Taft joins RCD as associate director

Longtime activist says he is excited, scared by the opportunities he has as head of center’s LGBT programs

DAVID TAFFET  |  Staff Writer taffet@dallasvoice.com

Lee Taft
Lee Taft

Resource Center Dallas has hired Lee Taft as associate executive director of GLBT programs and strategic partnerships.

William Waybourn, one of the founders of Resource Center Dallas, called the hiring of Taft genius.

“Talk about a power couple at the right time for the right organization — [Executive Director] Cece [Cox] and Lee are it,” Waybourn said.

Taft was hired to replace Cox who became executive director of the organization after former director Mike McKay left last spring.

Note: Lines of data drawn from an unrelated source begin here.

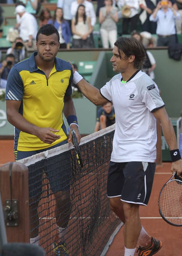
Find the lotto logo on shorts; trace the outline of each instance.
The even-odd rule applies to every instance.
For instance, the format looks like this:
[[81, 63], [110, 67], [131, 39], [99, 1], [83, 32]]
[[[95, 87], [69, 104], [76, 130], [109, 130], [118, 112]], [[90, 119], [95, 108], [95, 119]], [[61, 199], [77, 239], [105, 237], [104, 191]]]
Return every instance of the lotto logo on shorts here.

“This place has a regional and community history,” Taft said. “But it also is deeply personal. I worked with John [Thomas]. I worked with Bill [Nelson] and Terry [Tebedo].”

Thomas was the first executive director of Resource Center Dallas. Nelson and Tebedo were founding board members and created the food pantry at their store, Crossroads Market. The Nelson-Tebedo clinic on Cedar Springs Road is named for them.

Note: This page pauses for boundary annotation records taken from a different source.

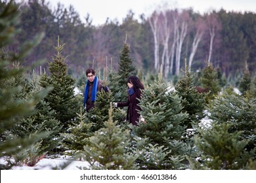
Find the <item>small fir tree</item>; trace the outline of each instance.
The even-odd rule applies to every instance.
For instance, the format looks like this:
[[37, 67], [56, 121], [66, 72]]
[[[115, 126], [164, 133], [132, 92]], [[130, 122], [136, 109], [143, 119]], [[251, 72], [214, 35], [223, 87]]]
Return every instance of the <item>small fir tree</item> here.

Taft was an attorney for 20 years. As a board member of the Texas Human Rights Foundation, he was involved in the Don Baker case.

Baker, a Dallas school teacher, challenged the Texas sodomy law. In that 1982 lawsuit, Judge Jerry Buchmeyer declared the Texas statute unconstitutional.

“For me, it was a time when I could have been fired on the spot from my law firm,” Taft said about his own involvement in the case. “Jerry wrote a phenomenal decision.”

An en banc hearing by the full court later reversed the ruling.

Taft left Dallas to attend Harvard Divinity School in 1996. In 1999, he became the school’s dean.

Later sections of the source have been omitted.